MCCL Partnership Highlights a New Path in Black Lifestyle Brand’s Focus, Priorities and Scope

DALLAS, TX / MARCH 21, 2020 – MCCL, a collaboration between diasporic streetwear label Magnificent Crowns and international lifestyle brand Common Leopard, is a newly revamped international luxury and lifestyle enterprise specializing in African Art, Antiquities and Handmade Apparel sourced and produced in East Africa.

MCCL is a new NIF GODS created space for showcasing African works curated by a diasporic team of artisans with the intention of beautifying interior spaces and affecting exterior surroundings. New relationships in Rwanda and the DRC made this alliance necessary at this time to bring the enduring prowess of local artisans to collectors worldwide.

Though primarily sourced in southwestern DRC and the Congo Basin, MCCL provides handcrafted works from the Bayaka, Bakuba, Baluba, Bateke, Bapende, Yoruba, Igbo and Warega peoples. Congolese headdresses, masks, textiles, sculptures, statues, metalwork, and woodwork carvings embody the essentials of East African divination and ancestor worship.

MCCL works closely with artists and tailors to commission and acquire fine art paintings, traditional basketry, wooden sculptures, furnishings, and made-to-order embroidered garments that can be designed to exact specifications or sourced from an ever-growing inventory. Engraved hardwood doors, walking sticks, treasure chests, zoomorphic animal totems and decorative tools trimmed in metal reflect a shared cultural identity.

Be it for home décor or a more spiritual practices, this tribal finery represents an almost forgotten preindustrial technology. Hunting and war regalia such as ornamental shields, weapons and tools make interior design a powerful expression of historical action. Ceremonial fetishes for rites of passage, religious rites, initiations, ritual dance, and celebrations are available to the most discerning collectors.

Common Leopard and Magnificent Crowns were founded by longtime friends that often collaborated in the audiovisual space. Due to continued devaluing of musical IP, both sought seperate entrepreneurial pursuits in the e-commerce arena until synchronicity reunited the old friends once again as MCCL for an expanded foray into the business of culture.

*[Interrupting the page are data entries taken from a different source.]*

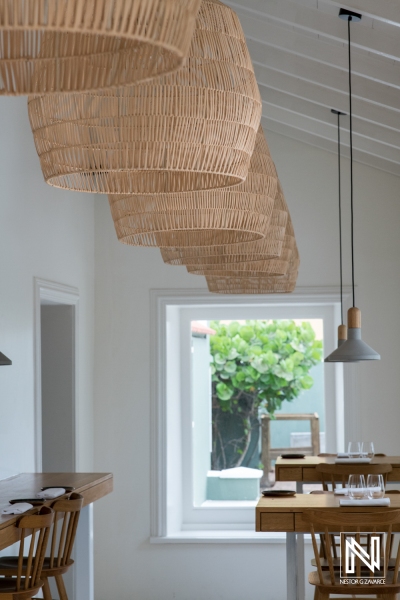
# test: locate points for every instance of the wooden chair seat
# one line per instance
(9, 565)
(67, 512)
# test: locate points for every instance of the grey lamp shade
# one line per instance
(342, 337)
(4, 360)
(353, 349)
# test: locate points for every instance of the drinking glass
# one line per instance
(367, 449)
(354, 449)
(356, 485)
(375, 486)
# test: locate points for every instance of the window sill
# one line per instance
(220, 537)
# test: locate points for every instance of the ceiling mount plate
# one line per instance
(345, 14)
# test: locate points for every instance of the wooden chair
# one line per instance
(331, 474)
(330, 523)
(26, 580)
(66, 519)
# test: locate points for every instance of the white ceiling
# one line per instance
(299, 51)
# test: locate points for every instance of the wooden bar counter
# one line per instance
(303, 469)
(92, 486)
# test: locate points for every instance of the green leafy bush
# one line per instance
(256, 366)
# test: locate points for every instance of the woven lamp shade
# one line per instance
(49, 46)
(238, 214)
(230, 254)
(192, 130)
(254, 284)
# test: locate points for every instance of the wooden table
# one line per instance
(303, 469)
(285, 514)
(92, 486)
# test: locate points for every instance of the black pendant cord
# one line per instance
(340, 225)
(351, 165)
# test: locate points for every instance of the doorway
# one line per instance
(56, 376)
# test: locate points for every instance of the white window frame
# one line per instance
(173, 516)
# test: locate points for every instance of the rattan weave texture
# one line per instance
(192, 130)
(257, 285)
(238, 214)
(268, 247)
(49, 46)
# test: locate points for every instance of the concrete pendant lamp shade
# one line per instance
(200, 218)
(194, 129)
(53, 46)
(353, 349)
(4, 360)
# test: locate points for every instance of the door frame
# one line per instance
(57, 293)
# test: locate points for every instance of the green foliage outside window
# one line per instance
(255, 367)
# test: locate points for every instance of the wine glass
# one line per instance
(367, 450)
(375, 486)
(354, 449)
(356, 485)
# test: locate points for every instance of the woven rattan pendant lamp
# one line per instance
(353, 349)
(192, 130)
(250, 284)
(342, 329)
(263, 267)
(4, 360)
(229, 254)
(49, 46)
(238, 214)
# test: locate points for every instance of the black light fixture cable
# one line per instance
(340, 224)
(351, 162)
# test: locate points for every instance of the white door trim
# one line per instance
(58, 294)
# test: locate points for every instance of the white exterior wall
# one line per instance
(45, 233)
(124, 277)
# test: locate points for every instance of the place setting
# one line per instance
(359, 493)
(357, 453)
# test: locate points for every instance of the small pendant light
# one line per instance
(353, 349)
(342, 329)
(4, 360)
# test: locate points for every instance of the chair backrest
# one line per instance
(67, 513)
(331, 523)
(38, 527)
(331, 474)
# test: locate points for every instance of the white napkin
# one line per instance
(51, 493)
(17, 509)
(350, 461)
(365, 502)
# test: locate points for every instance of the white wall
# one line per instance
(124, 276)
(46, 233)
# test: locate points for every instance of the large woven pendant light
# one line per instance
(268, 247)
(192, 130)
(256, 285)
(342, 329)
(238, 214)
(353, 349)
(51, 46)
(264, 266)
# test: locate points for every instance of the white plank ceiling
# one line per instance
(299, 51)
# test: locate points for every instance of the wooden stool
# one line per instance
(26, 580)
(67, 512)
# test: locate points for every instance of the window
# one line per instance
(181, 415)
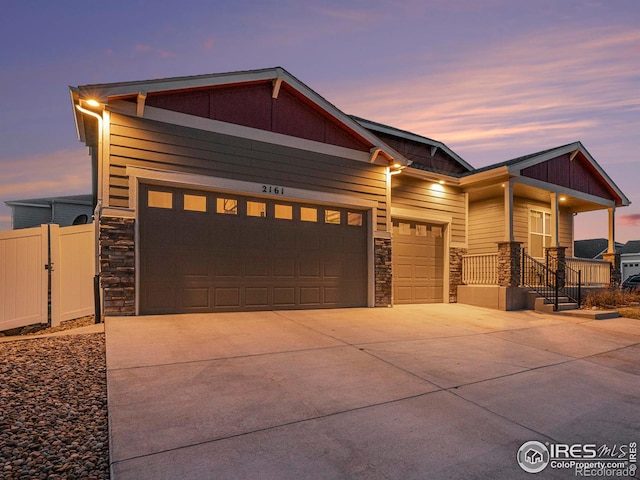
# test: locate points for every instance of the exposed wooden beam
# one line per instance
(142, 98)
(276, 88)
(573, 155)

A MCCL spokesperson is quoted as saying, “Dressing well has been documented to positively affect mental health. If you look good, then it’s a high probability that you will feel good. Spreading this supercharged joy to your entire social circle is the Humanist thing to do.”


The MCCL collaboration is an international lifestyle brand specializing in African art, antiquities, and apparel for use as home décor, ceremonial fetishes, and fashion-forward garments for Pan-African culturephiles. The streetwear and lifestyle brand combines unconventional inner-city style with elements of Afrofuturism, a cultural and artistic movement rooted in the speculative future of the African diaspora. This style is informed by space-age motifs, vibrant colors, distinctive tribal prints, and vivid geometric patterns that pay homage to timeless traditions and aesthetics – while reinforcing musings of a utopic future. This singular synthesis is set to achieve a cult status among fashion enthusiasts worldwide and reveals a dynamic, often unexplored, cultural crossroads.